We need programs that fund STEM programs for young women, trans and non-binary musicians, so they can build communities to move forward in the industry without requiring the conventional music industry to let them in.

We need safe spaces for women and gender diverse folks to make music without feeling predator to any power that is...whether that be a manager, music executive, or label. My dream is to open the first female/LGBTQIA+-owned & operated community music studio in Nashville. I'm a firm believer that it's time to simply build my own -- literal -- table for others' to eat from.

Lastly, songwriters need to get paid. Songwriters of all makes, models, colors, and genders. I say that because I believe the music industry will soon wake up and realize we have a union/work issue...we are underpaid and undervalued by the major players in the market. It's lovely to see female artists cleaning up in the charts -- hat tip to Taylor Swift, Adele, Cardi B, HER, etc... but the songwriters and producers behind these hits need to be paid too.

WOMEN ARE BECOMING MORE EMPOWERED, NOT ONLY IN KNOWING THEIR VALUE BUT ALSO IN SETTING BOUNDARIES, GOING AFTER WHAT THEY WANT AND DESERVE, AND LIFTING UP OTHER WOMEN IN THE PROCESS. WHAT MOTTO, AFFIRMATION, OR QUOTE EMPOWERS YOU?
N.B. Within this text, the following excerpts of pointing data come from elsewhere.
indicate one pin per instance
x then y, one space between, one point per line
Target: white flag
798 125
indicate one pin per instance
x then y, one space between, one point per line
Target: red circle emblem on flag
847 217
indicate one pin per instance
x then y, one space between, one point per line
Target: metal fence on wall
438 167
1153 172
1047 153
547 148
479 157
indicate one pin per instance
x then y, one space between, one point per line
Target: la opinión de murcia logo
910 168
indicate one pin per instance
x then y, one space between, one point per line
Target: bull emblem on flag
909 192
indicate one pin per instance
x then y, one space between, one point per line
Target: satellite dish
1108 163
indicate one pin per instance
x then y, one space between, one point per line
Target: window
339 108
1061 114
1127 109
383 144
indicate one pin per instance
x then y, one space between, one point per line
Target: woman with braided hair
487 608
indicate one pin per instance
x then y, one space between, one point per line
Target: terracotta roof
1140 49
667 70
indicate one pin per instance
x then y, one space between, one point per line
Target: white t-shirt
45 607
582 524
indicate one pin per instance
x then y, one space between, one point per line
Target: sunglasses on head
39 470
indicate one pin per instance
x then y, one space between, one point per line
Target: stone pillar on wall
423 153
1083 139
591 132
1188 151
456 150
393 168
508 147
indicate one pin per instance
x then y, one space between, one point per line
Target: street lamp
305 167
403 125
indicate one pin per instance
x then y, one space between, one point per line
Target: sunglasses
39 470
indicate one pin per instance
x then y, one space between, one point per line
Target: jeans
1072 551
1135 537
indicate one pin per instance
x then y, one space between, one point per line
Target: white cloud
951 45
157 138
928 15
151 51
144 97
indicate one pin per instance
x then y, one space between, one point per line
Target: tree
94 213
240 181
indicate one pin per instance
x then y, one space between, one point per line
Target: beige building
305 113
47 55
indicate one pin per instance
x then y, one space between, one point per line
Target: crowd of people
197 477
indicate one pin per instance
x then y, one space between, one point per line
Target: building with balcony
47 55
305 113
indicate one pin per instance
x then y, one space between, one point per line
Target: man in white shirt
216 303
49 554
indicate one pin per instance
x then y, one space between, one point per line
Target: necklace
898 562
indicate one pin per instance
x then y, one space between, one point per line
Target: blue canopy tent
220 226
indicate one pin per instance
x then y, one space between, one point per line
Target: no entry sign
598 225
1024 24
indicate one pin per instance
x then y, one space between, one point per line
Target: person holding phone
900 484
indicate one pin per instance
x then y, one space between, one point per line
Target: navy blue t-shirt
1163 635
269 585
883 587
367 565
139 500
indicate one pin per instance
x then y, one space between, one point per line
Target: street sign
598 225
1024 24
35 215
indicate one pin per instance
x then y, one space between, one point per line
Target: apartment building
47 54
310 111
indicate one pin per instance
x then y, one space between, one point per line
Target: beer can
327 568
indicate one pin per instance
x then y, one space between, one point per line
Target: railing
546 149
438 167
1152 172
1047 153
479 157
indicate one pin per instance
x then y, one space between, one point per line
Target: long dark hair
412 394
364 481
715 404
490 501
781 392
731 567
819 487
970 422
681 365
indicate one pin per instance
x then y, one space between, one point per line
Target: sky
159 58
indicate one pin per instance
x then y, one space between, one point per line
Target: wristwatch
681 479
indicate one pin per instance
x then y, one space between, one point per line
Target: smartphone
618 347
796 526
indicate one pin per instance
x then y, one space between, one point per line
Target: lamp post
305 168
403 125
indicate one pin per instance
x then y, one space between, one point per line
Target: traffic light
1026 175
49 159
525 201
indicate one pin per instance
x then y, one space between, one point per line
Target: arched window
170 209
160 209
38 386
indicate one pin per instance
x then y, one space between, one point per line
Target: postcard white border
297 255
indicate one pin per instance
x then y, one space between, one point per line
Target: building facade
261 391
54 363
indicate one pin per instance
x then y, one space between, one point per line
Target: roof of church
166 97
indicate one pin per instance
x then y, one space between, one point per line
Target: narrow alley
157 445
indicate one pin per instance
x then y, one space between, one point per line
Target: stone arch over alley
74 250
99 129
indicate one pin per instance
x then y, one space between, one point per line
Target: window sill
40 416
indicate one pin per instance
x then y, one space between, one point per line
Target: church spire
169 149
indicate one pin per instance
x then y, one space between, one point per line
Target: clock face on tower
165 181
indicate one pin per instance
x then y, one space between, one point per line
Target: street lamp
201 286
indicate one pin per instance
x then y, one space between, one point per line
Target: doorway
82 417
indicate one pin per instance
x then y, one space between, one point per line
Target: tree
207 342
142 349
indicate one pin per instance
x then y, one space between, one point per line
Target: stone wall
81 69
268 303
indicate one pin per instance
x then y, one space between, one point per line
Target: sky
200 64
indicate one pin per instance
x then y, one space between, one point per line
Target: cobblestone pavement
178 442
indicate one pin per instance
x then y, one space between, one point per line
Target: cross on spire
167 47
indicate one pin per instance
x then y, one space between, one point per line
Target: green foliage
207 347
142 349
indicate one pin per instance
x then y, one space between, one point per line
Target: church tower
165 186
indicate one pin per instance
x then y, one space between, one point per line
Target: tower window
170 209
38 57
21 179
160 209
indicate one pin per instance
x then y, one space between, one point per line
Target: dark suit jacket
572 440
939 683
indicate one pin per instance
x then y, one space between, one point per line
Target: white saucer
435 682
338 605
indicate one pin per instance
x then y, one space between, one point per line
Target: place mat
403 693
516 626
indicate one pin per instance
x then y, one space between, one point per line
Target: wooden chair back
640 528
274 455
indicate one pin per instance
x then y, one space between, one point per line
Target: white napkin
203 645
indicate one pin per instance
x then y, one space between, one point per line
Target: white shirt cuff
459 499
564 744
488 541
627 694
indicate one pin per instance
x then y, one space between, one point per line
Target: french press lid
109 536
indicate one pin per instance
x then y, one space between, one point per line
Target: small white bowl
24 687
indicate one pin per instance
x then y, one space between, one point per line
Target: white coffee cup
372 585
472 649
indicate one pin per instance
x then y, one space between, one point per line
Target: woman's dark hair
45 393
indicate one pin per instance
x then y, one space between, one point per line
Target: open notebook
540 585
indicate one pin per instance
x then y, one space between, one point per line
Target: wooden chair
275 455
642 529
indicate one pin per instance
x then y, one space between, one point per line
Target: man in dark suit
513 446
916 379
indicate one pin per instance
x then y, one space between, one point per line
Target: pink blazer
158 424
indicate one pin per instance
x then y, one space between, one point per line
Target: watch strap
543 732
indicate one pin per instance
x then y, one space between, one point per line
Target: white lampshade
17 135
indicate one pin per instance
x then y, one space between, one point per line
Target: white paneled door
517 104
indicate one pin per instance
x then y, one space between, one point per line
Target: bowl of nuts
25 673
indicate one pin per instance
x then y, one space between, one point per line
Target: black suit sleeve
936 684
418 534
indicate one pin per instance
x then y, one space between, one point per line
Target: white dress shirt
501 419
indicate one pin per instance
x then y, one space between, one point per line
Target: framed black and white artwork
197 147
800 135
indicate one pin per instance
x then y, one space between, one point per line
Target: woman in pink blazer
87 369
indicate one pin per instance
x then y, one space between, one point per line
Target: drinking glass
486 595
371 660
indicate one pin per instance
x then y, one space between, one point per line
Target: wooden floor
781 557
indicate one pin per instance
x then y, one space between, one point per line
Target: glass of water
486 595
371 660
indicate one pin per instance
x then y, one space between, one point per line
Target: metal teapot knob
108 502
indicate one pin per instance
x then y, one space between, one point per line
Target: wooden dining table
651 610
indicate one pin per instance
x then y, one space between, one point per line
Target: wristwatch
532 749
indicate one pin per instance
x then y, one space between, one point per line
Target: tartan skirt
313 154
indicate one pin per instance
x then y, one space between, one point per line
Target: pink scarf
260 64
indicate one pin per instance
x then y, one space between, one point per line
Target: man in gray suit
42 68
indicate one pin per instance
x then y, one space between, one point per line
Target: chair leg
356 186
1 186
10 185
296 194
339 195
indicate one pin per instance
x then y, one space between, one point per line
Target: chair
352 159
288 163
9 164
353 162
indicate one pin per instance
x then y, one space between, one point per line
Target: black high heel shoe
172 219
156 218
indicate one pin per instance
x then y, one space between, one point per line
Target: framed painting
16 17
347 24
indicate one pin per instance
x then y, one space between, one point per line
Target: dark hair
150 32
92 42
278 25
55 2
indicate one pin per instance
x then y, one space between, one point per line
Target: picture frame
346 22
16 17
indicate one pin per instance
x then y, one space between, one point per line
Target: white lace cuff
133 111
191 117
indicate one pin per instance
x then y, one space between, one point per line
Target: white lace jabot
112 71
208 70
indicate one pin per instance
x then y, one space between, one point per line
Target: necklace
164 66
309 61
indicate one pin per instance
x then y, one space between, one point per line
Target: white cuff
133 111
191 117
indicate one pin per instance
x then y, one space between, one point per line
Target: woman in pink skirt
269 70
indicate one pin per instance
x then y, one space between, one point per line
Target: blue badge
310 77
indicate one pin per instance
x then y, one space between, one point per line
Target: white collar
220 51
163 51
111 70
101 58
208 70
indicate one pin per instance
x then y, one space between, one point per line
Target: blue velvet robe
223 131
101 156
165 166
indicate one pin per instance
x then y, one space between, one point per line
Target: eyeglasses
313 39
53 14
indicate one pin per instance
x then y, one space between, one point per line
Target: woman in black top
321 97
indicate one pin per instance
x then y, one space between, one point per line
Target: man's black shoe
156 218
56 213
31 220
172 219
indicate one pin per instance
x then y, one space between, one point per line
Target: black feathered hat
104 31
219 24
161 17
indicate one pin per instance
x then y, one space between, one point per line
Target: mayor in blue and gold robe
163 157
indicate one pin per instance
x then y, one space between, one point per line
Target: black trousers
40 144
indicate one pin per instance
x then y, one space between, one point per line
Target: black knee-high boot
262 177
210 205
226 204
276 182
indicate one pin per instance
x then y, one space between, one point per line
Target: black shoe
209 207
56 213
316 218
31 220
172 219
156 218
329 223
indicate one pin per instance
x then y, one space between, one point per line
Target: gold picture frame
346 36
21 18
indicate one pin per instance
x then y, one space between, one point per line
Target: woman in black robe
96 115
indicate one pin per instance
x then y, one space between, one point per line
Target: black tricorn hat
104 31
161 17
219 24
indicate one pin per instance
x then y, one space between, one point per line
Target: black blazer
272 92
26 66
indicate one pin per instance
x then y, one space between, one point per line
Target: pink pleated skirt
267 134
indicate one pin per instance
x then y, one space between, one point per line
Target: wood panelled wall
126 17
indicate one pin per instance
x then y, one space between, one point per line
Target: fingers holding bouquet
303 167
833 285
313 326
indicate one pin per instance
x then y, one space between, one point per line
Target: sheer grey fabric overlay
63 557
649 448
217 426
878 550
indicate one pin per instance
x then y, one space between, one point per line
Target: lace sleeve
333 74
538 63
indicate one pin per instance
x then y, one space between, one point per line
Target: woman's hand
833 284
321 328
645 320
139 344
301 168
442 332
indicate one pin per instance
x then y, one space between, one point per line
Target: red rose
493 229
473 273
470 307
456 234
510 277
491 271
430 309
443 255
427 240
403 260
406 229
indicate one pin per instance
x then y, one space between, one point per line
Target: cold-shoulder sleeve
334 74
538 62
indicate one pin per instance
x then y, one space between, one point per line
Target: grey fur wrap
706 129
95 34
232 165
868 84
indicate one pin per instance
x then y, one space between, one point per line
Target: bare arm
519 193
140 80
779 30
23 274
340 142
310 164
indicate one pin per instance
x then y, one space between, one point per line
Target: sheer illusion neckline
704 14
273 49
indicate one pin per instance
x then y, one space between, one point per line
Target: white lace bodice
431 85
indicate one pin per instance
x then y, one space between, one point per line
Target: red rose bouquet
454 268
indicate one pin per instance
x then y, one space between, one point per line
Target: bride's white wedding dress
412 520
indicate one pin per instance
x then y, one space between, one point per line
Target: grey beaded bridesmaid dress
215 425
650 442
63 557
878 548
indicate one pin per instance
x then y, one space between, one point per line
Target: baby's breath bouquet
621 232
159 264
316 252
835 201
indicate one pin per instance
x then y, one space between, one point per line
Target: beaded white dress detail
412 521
"Feminism has never been about getting a job for one woman. It's about making life more fair for women everywhere. It's not about a piece of the existing pie; there are too many of us for that. It's about baking a new pie." - Gloria Steinem

WHAT DO YOU HAVE COMING UP IN 2022?

I'll be releasing singles every month, all year, starting in April. Seeking investors to open the first female/LGBTQIA+ commercially owned & operated music studio in Nashville. ;) I'm also executive producing 2 albums and 1 EP for indie artists this spring, due out fall/winter 2022.